Build for Good sponsored the event– a premiere nonprofit dedicated to rewriting the narrative around housing insecurity.

Organizer Kelly Conroy-Scott noted the toll that street outreach takes on service providers. The event is not just about tending to the unhoused community but also those on the frontlines who sort through vicarious trauma daily, she said.

“The people we’ve lost this year forged strong social networks,” said Conroy-Scott. “This event focuses on offering loved ones and service providers alike a soft landing... a safe place to grieve.”

The ceremony included interfaith speakers, eulogies, and a reading of the names of the dead. Afterwards free refreshments and to-go meals were distributed.

Speakers proposed solutions to advance equity, such as choosing a Housing First approach and extending New York City’s Right to Shelter into a statewide policy.

Housing first

In recent years Cornerstone Plymouth Bethesda Church has become a safe haven for Utica’s homeless population.
In recent years Cornerstone Plymouth Bethesda Church has become a safe haven for Utica’s homeless population.

The federal government reported that homelessness this year surged to the highest level on record. An annual headcount found that the unhoused population increased by more than 70,000, a jump that hasn’t been seen since 2007.

According to Oneida County office 134 new homeless applications were submitted each week; 2,637 total cases per month.

In one of the wealthiest nations many Americans are baffled by the rising homelessness population; Conroy-Scott is not. Systems are most effective when they’re driven by people closest to the issues at hand, she said.

“We live in a nation where policies are shaped by people who have never experienced homelessness a single night in their life,” said Condroy Scott. “Until we have people with lived expertise at decision-making tables our unhoused neighbors will continue to experience harm.”

In recent years Cornerstone Plymouth Bethesda Church has become a safe haven for Utica’s unhoused population.

Pastor Michael Ballman allows the unhoused to stay and sleep outside on the church’s property. Many of the homeless people that attend church are not eligible for public assistance due to substance abuse, extreme cases of trauma, mental illnesses or developmental disabilities, he said.

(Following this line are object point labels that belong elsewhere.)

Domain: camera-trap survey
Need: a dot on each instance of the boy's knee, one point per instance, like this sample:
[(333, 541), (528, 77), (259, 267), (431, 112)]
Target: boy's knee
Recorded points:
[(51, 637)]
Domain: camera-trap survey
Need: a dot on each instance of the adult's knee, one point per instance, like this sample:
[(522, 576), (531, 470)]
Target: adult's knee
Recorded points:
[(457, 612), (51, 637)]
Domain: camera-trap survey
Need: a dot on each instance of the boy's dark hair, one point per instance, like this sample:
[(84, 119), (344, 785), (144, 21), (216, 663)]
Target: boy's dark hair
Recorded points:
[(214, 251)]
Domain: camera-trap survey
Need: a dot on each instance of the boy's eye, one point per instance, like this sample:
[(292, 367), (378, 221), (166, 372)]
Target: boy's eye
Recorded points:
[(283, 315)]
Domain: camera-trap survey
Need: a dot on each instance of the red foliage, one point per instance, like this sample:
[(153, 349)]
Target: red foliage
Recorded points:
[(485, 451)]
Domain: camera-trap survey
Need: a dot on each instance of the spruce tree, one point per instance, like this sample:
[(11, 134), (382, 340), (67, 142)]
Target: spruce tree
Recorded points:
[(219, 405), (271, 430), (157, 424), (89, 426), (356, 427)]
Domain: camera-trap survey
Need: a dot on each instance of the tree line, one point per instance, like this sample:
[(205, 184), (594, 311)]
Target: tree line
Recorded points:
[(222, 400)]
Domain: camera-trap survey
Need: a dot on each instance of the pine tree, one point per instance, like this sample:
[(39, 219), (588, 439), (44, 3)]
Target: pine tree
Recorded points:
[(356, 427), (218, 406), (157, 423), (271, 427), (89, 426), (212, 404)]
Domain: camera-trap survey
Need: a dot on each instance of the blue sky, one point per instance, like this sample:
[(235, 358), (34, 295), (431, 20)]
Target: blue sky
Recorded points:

“I’ve been nice, angry, confrontational, and understanding but none of that seems to help,” said Ballman. “We need to stand as a united front – we can’t go at this alone.”

The city of Utica has taken measures to provide funding for drop-in centers at the Utica Rescue Mission at 1013 West St. and The Salvation Army at 14 Clinton Place. Ballman believes these efforts aren’t enough.

“Dispersing the homeless is not a solution,” Ballman said. “We’re dealing with human beings. We can’t just push what we don’t want to see to the margins.”

Instead, Ballman suggests that the city implement a Housing First strategy – an approach that prioritizes permanent housing before attending to employment or substance abuse issues. In order to raise funds he established the Housed Not Hidden campaign.

With a $100 donation, the campaign challenges donors to spend 24 hours on the streets of Utica with Ballman to experience what it would be like to be homeless for a day.

Teaming up

“Housing is a human right, as declared in article 25 of the 1948 Universal Declaration of Human Rights,” said Condroy-Scott. “When our neighbors die from avoidable and tragic deaths we must demand justice.”

Interfaith leaders joined hands to rally around the cause.

Rabbi Peter Schaktman of Temple Emanu-El praised the event.

“It is our civil duty to ensure all our neighbors are housed, clothed and fed. Let us never stop fighting for the essential dignity that every living soul deserves.”

Reverend Karen Brammer from the Unitarian Universalist Church of Utica was also a proponent of the gathering.

“We are situated together in this city so we may connect and increase the wellbeing of all. This year let's celebrate a compassionate Christmas.”

Conroy-Scott pointed out that events like these help educate the community. “Homelessness is not about personal failure,” she said, “it’s about recognizing how our system has failed its people.”